相馬恒一の事務所は、駅から少し離れた古い雑居ビルの三階にある。
派手な看板はない。
玄関のプレートに〈水面心理相談所〉とあるだけだ。
受付には観葉植物が一鉢。
温かみのある照明。
ソファとローテーブル。
“安心できる空間”として必要なものは揃っている。
ただ、この場所には生活の匂いがない。
誰かが整え続けた静けさだけが、そこにある。
音が吸い込まれるような、柔らかい沈黙。
ここでは言葉より先に、感情の輪郭が浮かび上がる。
その日、そこに水無瀬澪がやってきた。
彼女は“相談者”としてここに来ている。

背筋は伸び、歩き方は落ち着いている。
整った服装。
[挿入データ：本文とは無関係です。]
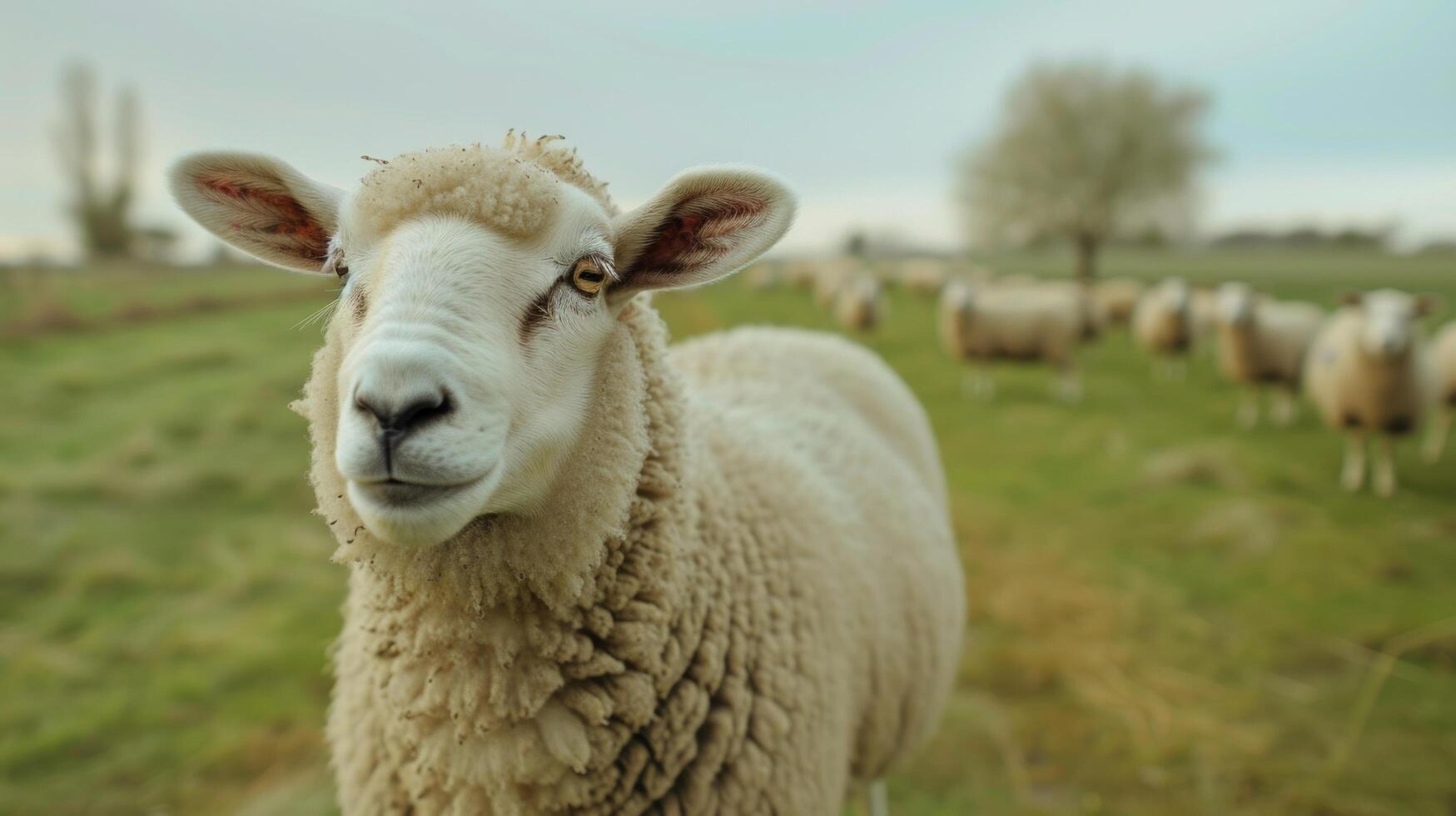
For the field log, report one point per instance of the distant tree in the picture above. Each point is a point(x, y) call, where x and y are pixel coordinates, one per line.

けれどどこか、借り物のようにも見えた。
整っているのに、馴染んでいない。
「水無瀬澪さんですね」
「はい。よろしくお願いします」
声に揺れがない。
視線の合い方が少し違う。
相手の顔ではなく、その奥の何かを見ている。
相馬はカウンセラーとして穏やかに尋ねる。
「今日は、どんなご相談でしょう」
澪は少し考えるように視線を落とした。
「最近、自分が薄くなっていく感じがするんです」
私は少し離れた場所でタブレットを開く。
この相談の記録を取るのが私の役目だ。
「人の考えが、分かってしまうことがあります」
部屋の空気が、わずかに沈む。
「相手が言っていないことまで入ってくる。
そうすると、自分の考えが分からなくなる」
言葉は落ち着いているのに、
指先だけが、わずかに強張っている。
「考えて、選んで、間違える。その時間がなくなっていく。
このままだと……私、“私”じゃなくなる気がして」
そのとき、相馬のスマートフォンがポケットの中で震えた。通知だけだ。
指が一瞬止まる。
澪が静かに言った。
「今、少し迷いましたね」
相馬が顔を上げる。
「大事な人からの連絡。出るべきか迷っている」
沈黙が落ちる。
言葉より先に、空気が動く。

「どうして、そこまで分かるんですか」
澪は小さく息を吐いた。
「分かりたくないことまで、分かってしまうだけです」

その瞬間、彼女の瞳の奥で水面のような揺れが走った。
円を描いて広がる、薄い輪。
光でも瞬きでもない。
何かが“処理”されたときにだけ生まれるような揺れ。
私は、それを少しだけ長く見ていた。
なぜか、目を逸らす気にならなかった。
相馬はそれを見た。
カウンセラーとしてではなく、ただの人間として息を詰める。
――これは、何だ。
その正体を知る頃には水面のずっと奥底に私たちは引きずり込まれていくしか術はなかった。